Les Olympiens réunis s’entre-regardent, silencieux.
— Aussi, continue-t-il, l’unité ennemie semble s’approcher de la ville sont des dragons polycéphales et des Harpies. Nous devons trouver une solution !
— Mon fils, ajoute Zeus, tu as absolument raison. Élaborons des Plans B, C et D. Que suggérez-vous ?

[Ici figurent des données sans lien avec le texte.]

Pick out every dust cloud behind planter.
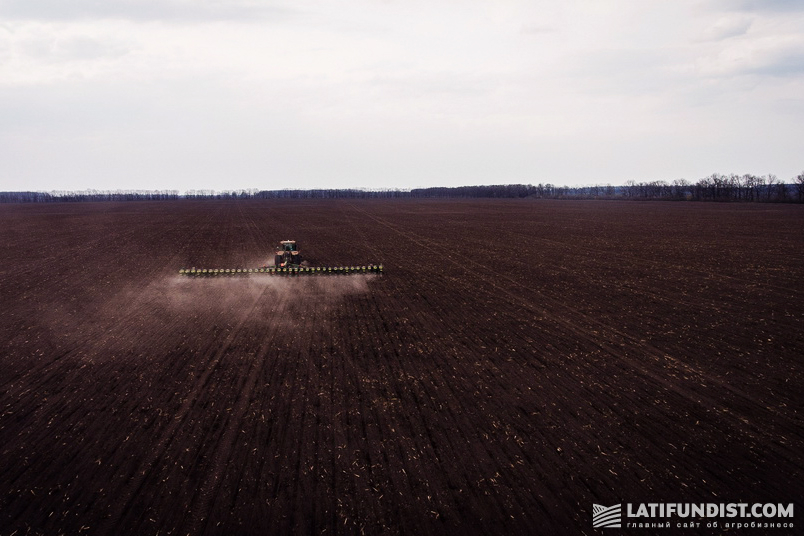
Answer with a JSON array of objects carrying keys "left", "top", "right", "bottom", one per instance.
[{"left": 0, "top": 199, "right": 804, "bottom": 535}]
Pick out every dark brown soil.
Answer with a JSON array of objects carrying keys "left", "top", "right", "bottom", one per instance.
[{"left": 0, "top": 200, "right": 804, "bottom": 535}]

— Je propose, commence Athéna en indiquant la frontière sud de Trikala, qu’Arès et moi protégeons cette aile de la ville. Ainsi, nos ennemis ne pourront atteindre rapidement les demeures de la plupart des mortels de notre régiment. Ces derniers seront avec Héphaïstos, Aphrodite et Artémis au nord-est, les autres confrères, s’organisent autour de l’Olympe.
Zeus balaye du regard la salle, mine pensive.
— Plan B, continue la déesse, nous nous déplaçons au sud, laissant le nord-est à Héphaïstos et son escadron secret, Aphrodite, Artémis et Hermès à l’ouest et les autres Olympiens défendent notre demeure principale.
Arès griffonne quelques notes dans un calepin, le stylo appuyé sur son menton imberbe, une moue au visage.
— Plan C, enchaîne la déesse sans sourciller, le nord-est par Arès et moi-même, le régiment spécial est avec Zeus, Héra et Héphaïstos au sud et les autres confrères sur l’Olympe. Qu’en pensez-vous ?
Zeus et Héra échangent un regard entendu et le dieu prend la parole d’une voix tonnante :
— Mon enfant bien-aimée, Athéna Tritogénie, je comprends tes options, mais aucune ne me semble la meilleure… Parce que tu négliges un aspect important, à savoir que le régiment de mortels ne doit surtout pas être à nos côtés, mais plutôt les laisser seuls, avec les simples et ordinaires mortels pour ne pas attirer l’attention des Titans.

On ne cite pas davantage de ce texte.